# Vivarium lock



## mashed_monster (May 20, 2008)

Hi

We're getting ready for the arrival of a Florida Kingsnake and have got a Vivexotic Viv.

Problem we have is that the gap between the pains of glass isn't big enough for a lock, we've tried the other 2 locks that we have on our other vivs and neither fit.

Not sure if it's down to hubbys assembly, or if it's unique to this brand of viv....can anyone point me in the direction of a lock that might fit?

Thanks in advance


----------



## tigerpaws (Feb 21, 2009)

either use 2 pairs of pliers or a bench vice to remove the Kink from the neck of the tang . 

a bench vice will give better results .. 
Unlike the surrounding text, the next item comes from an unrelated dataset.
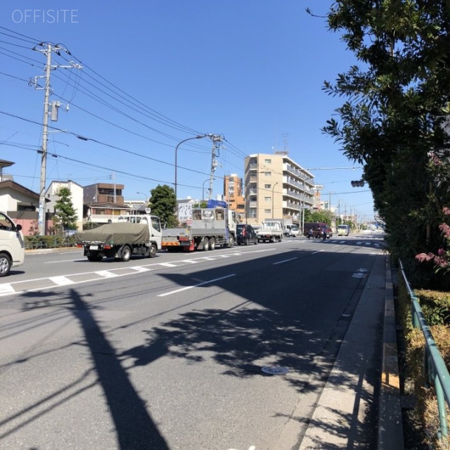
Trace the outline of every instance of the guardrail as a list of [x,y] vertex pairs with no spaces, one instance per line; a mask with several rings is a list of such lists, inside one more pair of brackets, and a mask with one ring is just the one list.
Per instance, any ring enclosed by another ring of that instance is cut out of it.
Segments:
[[431,333],[431,330],[423,316],[418,299],[414,293],[414,291],[411,289],[409,282],[406,278],[401,261],[399,261],[399,264],[400,271],[401,272],[403,279],[408,290],[409,298],[411,299],[413,326],[415,328],[420,328],[425,338],[425,351],[423,370],[428,376],[428,382],[432,384],[436,390],[439,423],[438,437],[439,439],[447,439],[449,437],[449,429],[447,427],[445,402],[446,401],[447,405],[450,407],[450,374],[449,374],[449,371],[445,366],[444,359],[442,359],[442,356],[437,349],[437,346]]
i had to do the same with mine .. 

Alan


----------



## mashed_monster (May 20, 2008)

Thanks


----------



## IndigoFire (Apr 11, 2009)

I got my viv lock from 123aquatics. Don't know if it would be too big for yours? If anything the space is too small for my gap in the glass.


----------



## Joshh (Nov 12, 2008)

I know it's not a lock but on ebay theirs like a door stop but for a vivarium.


----------



## pythonpower (Apr 24, 2007)

Joshh said:


> I know it's not a lock but on ebay theirs like a door stop but for a vivarium.


 
i use them there like a small rubber wedge available from most reptile shops mine were around £5 for a box of six i find them to be very good:2thumb:


----------



## sandfly (Aug 21, 2009)

*Locks for vivexotic vivariums*

Yeh, I've been advised of th esame thing. Here's the info I got










It worked for me!!!:whistling2:


----------